L’un des éléments clés d’Unity est son système de recherche. Il en existe deux : celui intégré dans le menu général, et HUD. Le premier s’appelle avec la touche Windows/Super, le second avec Alt. Bien que les deux se ressemblent beaucoup, la version intégrée au menu ne s’occupe que de ce dernier et donc des recherches locales. HUD, de son côté, est beaucoup plus vaste et peut plonger ses mains dans les paramètres et autres éléments contextuels. Les résultats ne seront pas les mêmes entre les deux, ce qui peut perturber certaines personnes habituées à des interfaces unifiées.
Composants et applications
Si vous ne connaissez pas Unity, vous remarquerez vite la réactivité générale de l’ensemble, qui vient en partie de la légèreté générale de la distribution. L’ISO pèse en effet moins de 3 Go, ce qui s’explique notamment par un nombre limité d’applications. En revanche, une fois installée, la distribution pèse environ 12 Go, ce qui est dans la tranche haute de l’empreinte de stockage parmi les systèmes Linux.
Ce choix a toujours été assumé par la communauté qui s’occupe de cette version. L’idée est de fournir le strict minimum, comme un navigateur et un client email, en l’occurrence Firefox (snap) et Thunderbird. On retrouve également quelques logiciels connus comme LibreOffice, mais on en fait vite le tour. Les versions sont à chaque fois les dernières disponibles, il n’y a pas d’accent particulier sur les moutures LTS.

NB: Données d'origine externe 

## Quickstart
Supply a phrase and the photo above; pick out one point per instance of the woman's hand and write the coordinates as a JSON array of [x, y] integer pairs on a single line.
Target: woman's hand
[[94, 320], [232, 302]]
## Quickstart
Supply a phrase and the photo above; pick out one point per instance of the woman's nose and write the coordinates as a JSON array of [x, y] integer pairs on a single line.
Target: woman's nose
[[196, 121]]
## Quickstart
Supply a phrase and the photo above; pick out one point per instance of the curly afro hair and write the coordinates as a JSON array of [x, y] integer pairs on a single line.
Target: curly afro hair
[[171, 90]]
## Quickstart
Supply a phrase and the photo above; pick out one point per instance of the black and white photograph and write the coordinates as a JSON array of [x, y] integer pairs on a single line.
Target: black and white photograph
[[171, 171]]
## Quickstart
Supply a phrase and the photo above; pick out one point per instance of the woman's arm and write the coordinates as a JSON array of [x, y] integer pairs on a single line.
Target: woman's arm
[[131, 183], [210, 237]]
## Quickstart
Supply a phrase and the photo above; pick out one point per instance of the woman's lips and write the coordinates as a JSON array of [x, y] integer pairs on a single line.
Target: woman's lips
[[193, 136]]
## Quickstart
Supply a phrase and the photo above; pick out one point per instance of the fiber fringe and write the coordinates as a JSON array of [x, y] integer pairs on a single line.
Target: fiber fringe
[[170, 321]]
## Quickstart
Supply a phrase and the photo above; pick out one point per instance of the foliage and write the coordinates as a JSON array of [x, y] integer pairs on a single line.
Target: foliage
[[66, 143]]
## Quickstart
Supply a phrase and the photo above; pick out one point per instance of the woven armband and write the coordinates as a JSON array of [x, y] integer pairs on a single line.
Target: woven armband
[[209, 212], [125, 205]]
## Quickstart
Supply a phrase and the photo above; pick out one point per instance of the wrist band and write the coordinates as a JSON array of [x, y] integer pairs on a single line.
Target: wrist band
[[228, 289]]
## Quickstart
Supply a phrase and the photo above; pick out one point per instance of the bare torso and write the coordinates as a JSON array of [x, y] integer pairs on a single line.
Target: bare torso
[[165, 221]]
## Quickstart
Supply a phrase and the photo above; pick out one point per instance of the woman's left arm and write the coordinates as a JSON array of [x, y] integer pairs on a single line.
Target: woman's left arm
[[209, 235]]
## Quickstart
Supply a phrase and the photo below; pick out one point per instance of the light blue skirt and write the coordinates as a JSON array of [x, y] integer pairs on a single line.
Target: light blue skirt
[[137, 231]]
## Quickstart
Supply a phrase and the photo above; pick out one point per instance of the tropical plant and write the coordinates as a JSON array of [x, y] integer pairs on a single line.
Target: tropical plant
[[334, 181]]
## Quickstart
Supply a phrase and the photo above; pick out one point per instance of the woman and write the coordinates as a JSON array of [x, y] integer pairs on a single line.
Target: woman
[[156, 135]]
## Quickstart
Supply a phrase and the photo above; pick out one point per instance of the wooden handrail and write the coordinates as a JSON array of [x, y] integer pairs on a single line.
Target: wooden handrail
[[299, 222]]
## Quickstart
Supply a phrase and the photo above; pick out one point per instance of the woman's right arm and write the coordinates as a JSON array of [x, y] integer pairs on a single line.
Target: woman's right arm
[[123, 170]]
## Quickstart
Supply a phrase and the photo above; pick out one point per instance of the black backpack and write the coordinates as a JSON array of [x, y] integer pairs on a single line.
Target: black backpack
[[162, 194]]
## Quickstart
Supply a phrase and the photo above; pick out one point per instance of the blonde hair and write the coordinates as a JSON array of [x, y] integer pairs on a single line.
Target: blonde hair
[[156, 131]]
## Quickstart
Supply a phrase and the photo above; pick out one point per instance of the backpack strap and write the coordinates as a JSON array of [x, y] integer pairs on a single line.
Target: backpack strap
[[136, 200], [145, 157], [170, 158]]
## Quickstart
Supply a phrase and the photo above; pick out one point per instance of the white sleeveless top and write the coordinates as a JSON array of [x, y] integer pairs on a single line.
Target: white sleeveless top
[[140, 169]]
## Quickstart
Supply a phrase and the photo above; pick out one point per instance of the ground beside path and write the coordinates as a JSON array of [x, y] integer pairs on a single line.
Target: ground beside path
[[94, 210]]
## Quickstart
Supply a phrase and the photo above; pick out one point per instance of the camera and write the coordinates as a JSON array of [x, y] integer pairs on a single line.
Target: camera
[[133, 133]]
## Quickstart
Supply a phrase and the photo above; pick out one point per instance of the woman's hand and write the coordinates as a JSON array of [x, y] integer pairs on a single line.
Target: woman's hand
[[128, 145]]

Si vous connaissez Unity en revanche, vous savez que la distribution incluait depuis longtemps certaines applications GNOME. Il faudra alors vous préparer, car elles ont été pour la plupart remplacées par des applications provenant de MATE, comme Pluma pour l’éditeur de texte. Un choix consécutif au passage de GNOME à libadwaita et GTK4, que les développeurs d’Unity n’ont pas souhaité suivre.

Attention si vous êtes habitués à vous servir d’une interface graphique pour installer des applications. Ubuntu Unity fournit le Gestionnaire traditionnel de paquets Synaptic, mais pas Logiciels. Le Gestionnaire n’étant guère pratique à utiliser, nous vous recommandons apt en ligne de commande, qui vous permettra de trouver plus efficacement ce que vous cherchez.

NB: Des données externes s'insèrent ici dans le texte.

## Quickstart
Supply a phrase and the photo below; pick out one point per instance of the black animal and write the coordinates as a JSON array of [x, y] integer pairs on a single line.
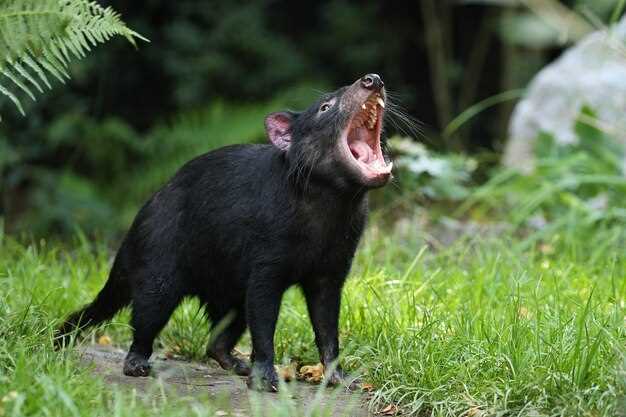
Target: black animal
[[239, 225]]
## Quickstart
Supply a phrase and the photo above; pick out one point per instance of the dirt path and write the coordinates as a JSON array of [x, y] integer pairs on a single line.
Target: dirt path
[[200, 379]]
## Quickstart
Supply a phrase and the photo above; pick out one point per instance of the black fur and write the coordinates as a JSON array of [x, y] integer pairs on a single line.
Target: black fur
[[236, 227]]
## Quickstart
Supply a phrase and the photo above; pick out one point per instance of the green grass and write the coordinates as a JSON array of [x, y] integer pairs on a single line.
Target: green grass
[[488, 326]]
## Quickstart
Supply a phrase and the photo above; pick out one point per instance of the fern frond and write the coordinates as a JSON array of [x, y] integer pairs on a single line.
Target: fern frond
[[39, 38]]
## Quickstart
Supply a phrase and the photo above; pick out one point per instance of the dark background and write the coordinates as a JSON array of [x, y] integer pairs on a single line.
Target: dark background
[[88, 153]]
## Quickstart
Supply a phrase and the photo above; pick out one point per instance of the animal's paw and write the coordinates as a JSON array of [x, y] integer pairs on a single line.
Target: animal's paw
[[136, 365], [263, 378]]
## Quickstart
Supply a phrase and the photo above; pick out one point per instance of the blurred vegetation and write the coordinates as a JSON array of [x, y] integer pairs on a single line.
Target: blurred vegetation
[[89, 153]]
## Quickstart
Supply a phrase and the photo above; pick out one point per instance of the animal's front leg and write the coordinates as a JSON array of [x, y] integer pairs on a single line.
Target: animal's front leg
[[323, 299], [262, 306]]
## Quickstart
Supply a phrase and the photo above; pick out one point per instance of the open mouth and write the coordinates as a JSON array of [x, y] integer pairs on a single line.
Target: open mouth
[[363, 139]]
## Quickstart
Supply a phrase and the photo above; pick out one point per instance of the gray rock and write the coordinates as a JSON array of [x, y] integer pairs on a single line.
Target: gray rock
[[593, 73]]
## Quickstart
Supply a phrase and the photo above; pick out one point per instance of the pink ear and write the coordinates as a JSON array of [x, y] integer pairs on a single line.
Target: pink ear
[[278, 127]]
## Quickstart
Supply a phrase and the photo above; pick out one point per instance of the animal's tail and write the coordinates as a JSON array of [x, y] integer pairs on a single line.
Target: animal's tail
[[112, 298]]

Côté composants, Unity récupère très logiquement la base d’Ubuntu 22.10, dont le noyau Linux 5.19. On retrouve donc les snaps, alors que Flatpak n’est pas installé par défaut. Sachez également qu’Unity ne vise pas la modernité, et pour cause : Unity7 repose sur le serveur d’affichage X.org, et non Wayland. La compatibilité avec ce dernier n’est clairement pas pour tout de suite, ce qui pourra en freiner certains. De même, le serveur son est PulseAudio et non PipeWire, alors qu’Ubuntu 22.10 vient justement de faire la bascule. On peut le vérifier avec la commande « pactl info
».

Ce sont des éléments à prendre en compte, mais pas des problèmes en soi. S’il s’agit de redonner vie à une machine, particulièrement un portable avec un petit écran, Unity fera clairement le travail. Son interface est adaptée et le système est réactif. Il n’y a que pour des tâches plus lourdes comme le traitement audio/vidéo que l’absence de Wayland et PipeWire pourra se faire sentir, puisqu’ils ont été conçus dans cette optique. PipeWire, notamment, a surtout l’avantage de décorréler complètement les entrées et sorties audio, permettant de gérer les entrées et sorties par application.

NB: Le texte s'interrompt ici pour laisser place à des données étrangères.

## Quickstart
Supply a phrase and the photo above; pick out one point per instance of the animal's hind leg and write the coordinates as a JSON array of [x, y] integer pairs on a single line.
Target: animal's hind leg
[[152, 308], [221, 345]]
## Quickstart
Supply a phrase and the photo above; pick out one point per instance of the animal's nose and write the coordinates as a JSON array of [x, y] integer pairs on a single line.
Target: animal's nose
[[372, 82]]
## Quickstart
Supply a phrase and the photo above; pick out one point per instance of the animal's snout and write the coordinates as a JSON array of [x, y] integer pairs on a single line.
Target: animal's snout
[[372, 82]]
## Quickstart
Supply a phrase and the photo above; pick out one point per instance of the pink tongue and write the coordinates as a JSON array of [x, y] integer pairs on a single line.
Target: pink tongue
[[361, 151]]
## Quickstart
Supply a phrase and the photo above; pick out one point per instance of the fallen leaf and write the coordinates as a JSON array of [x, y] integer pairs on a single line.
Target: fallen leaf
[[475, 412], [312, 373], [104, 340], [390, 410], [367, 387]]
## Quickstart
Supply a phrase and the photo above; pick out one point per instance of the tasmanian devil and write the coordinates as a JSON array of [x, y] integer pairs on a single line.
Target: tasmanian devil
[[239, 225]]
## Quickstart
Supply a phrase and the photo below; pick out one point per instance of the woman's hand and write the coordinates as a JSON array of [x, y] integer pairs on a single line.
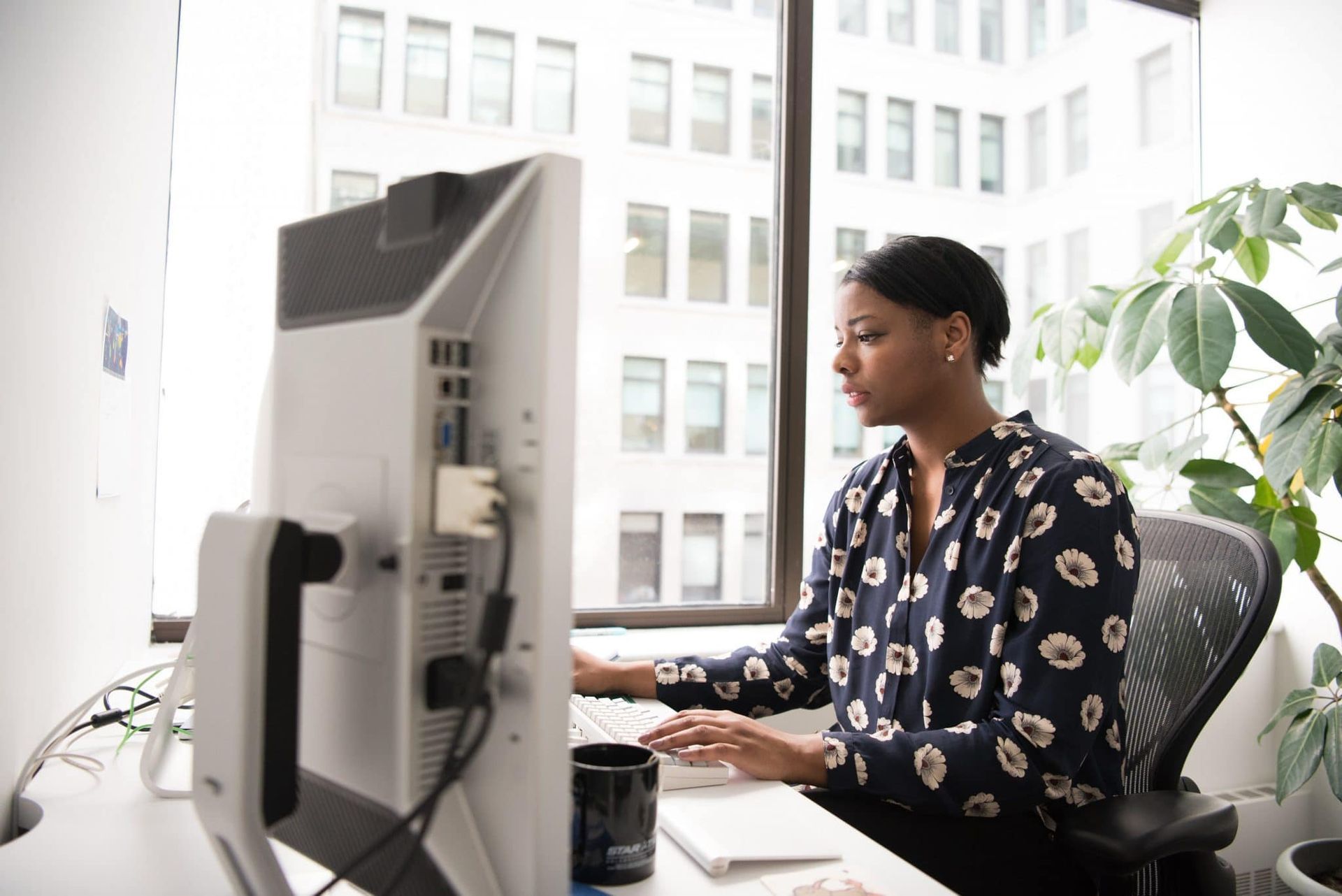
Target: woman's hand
[[704, 735]]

Quoi qu’il en soit, Ubuntu 22.10 Unity est une bonne distribution, rapide et ne prétendant pas à l’universalité. Elle mérite sa place de variante officielle d’Ubuntu et nous n’avons pas rencontré le moindre problème dans nos sessions d’utilisation, si ce n’est quelques réflexes à revoir, puisque nous n’avions pas utilisé Unity depuis des années. Il reste cependant un important travail de modernisation à faire, car les développeurs ne pourront pas faire longtemps l'impasse sur Wayland notamment.